There is no current BBR stack for Windows that I am aware of without
getting into userland transports.  Windows' default congestion control
is either a hybrid called Compound TCP that should do better than
traditional loss-based CC in environments where they fall down or
CUBIC depending on version, however this sounds like a nearly perfect
situation of server-class hardware on each end (realistically no need
to bound send/receive windows) on a terrestrial line (close to zero
channel loss).  The sender side TCP stack and congestion control will
dictate the performance in this scenario for any reasonably modern
receiver stack of the past 20 years.

Make sure you have datacenter-class switches on each side so you
aren't dropping packets on the floor on the easy part of the journey,
crank the send and receive buffers way up to match the BDP, and try
switching between Windows CTCP and CUBIC for a comparison, enabling
more aggressive window scaling
(https://blogs.technet.microsoft.com/netgeeks/2018/05/21/a-word-about-autotuninglevel-tcp-receive-auto-tuning-level-explained/)

Regards,
Kevin
On Mon, Sep 17, 2018 at 2:11 PM 'Carl Mastrangelo' via
mechanical-sympathy <[email protected]> wrote:
>
> +1 to BBR.  Reports I have seen shows it maintains a much higher throughput 
> in lossy environments.   It should easy to turn on in a recent kernel.
>
> https://reproducingnetworkresearch.wordpress.com/2017/06/05/rebbr/
>
> On Thursday, September 13, 2018 at 10:04:54 AM UTC-7, Todd L. Montgomery 
> wrote:
>>
>> Hi Jay.
>>
>> Going to assume Robocopy uses TCP....
>>
>> As you had no real issues with things without a WAN, I would assume the TCP 
>> window sizes, etc. are all good for the rates you need.
>>
>> Latency will play a role, but more likely loss is a more impactful factor as 
>> congestion control will be more of a throttle than flow control.
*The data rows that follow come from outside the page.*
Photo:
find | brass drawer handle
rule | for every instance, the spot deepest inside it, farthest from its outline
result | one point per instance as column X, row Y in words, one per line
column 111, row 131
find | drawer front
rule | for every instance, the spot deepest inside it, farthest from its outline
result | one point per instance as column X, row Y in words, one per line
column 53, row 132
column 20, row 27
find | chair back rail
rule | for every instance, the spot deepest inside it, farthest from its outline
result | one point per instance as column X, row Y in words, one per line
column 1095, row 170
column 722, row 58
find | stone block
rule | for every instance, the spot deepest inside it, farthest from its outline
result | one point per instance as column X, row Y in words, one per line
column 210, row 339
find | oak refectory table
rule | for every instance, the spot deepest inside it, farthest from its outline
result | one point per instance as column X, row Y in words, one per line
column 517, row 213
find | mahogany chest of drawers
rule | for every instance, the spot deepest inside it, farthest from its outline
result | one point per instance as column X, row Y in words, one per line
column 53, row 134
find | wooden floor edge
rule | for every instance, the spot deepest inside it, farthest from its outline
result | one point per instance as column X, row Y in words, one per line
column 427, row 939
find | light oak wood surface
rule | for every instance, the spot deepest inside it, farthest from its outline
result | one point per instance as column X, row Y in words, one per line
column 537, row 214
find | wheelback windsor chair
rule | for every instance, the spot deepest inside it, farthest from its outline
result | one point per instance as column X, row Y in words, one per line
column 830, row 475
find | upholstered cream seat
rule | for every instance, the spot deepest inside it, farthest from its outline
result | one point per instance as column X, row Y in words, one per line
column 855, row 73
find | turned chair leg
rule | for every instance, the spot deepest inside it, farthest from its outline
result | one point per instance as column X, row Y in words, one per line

With TCP 
>> (low loss rate), RTT scales linearly with throughput. Well, as RTT goes up, 
>> throughput goes down, but it is linear. With loss, even low loss, throughput 
>> scales with sqrt(loss rate). After about 5%, TCP-Reno goes into 
>> stop-and-wait. 1 MSS per RTT. This scale is non-linear and in the < 5% loss 
>> rate area is really painful on throughput.
>>
>> In short, WANs will slow down with loss quite a lot. Latency will also have 
>> an impact, though. Just not as much potential.
>>
>> Running multiple TCP connections over the same path will mean that they will 
>> fight with one another via congestion control trying to find a fairness 
>> point that jumps around and can end up underutilizing the bandwidth at 
>> times. This is where things like TCP BBR can be helpful. But still, loss 
>> will cause quite a slow down.
>>
>> What can you do? Well, it depends on what your links between the areas 
>> actually are..... terrestrial vs. satellite, etc. Lots of options.
>>
>> On Thu, Sep 13, 2018 at 9:41 AM Jay Askren <[email protected]> wrote:
>>>
>>> We need to push 40 TB of images per day from our scanning department in 
>>> Utah to our storage servers in Virginia and then we download about 4 TB of 
>>> processed images per day back to Utah.  In our previous process we had no 
>>> problem getting the throughput we needed by using Robocopy which comes with 
>>> Windows, but our old storage servers were here in Utah.  We can get 
>>> Robocopy to work across the WAN but we have to run 3 or 4 Robocopy 
>>> processes under different Windows users which is somewhat fragile and feels 
>>> like a bad hack.  The files here in Utah are on a Windows server because of 
>>> the proprietary software needed to run the scanner.  All of our servers in 
>>> Virginia run Centos.
>>>
>>> Any thoughts on how to transfer files over long distance and still get high 
>>> throughput?  I believe the issue we are running into is high latency.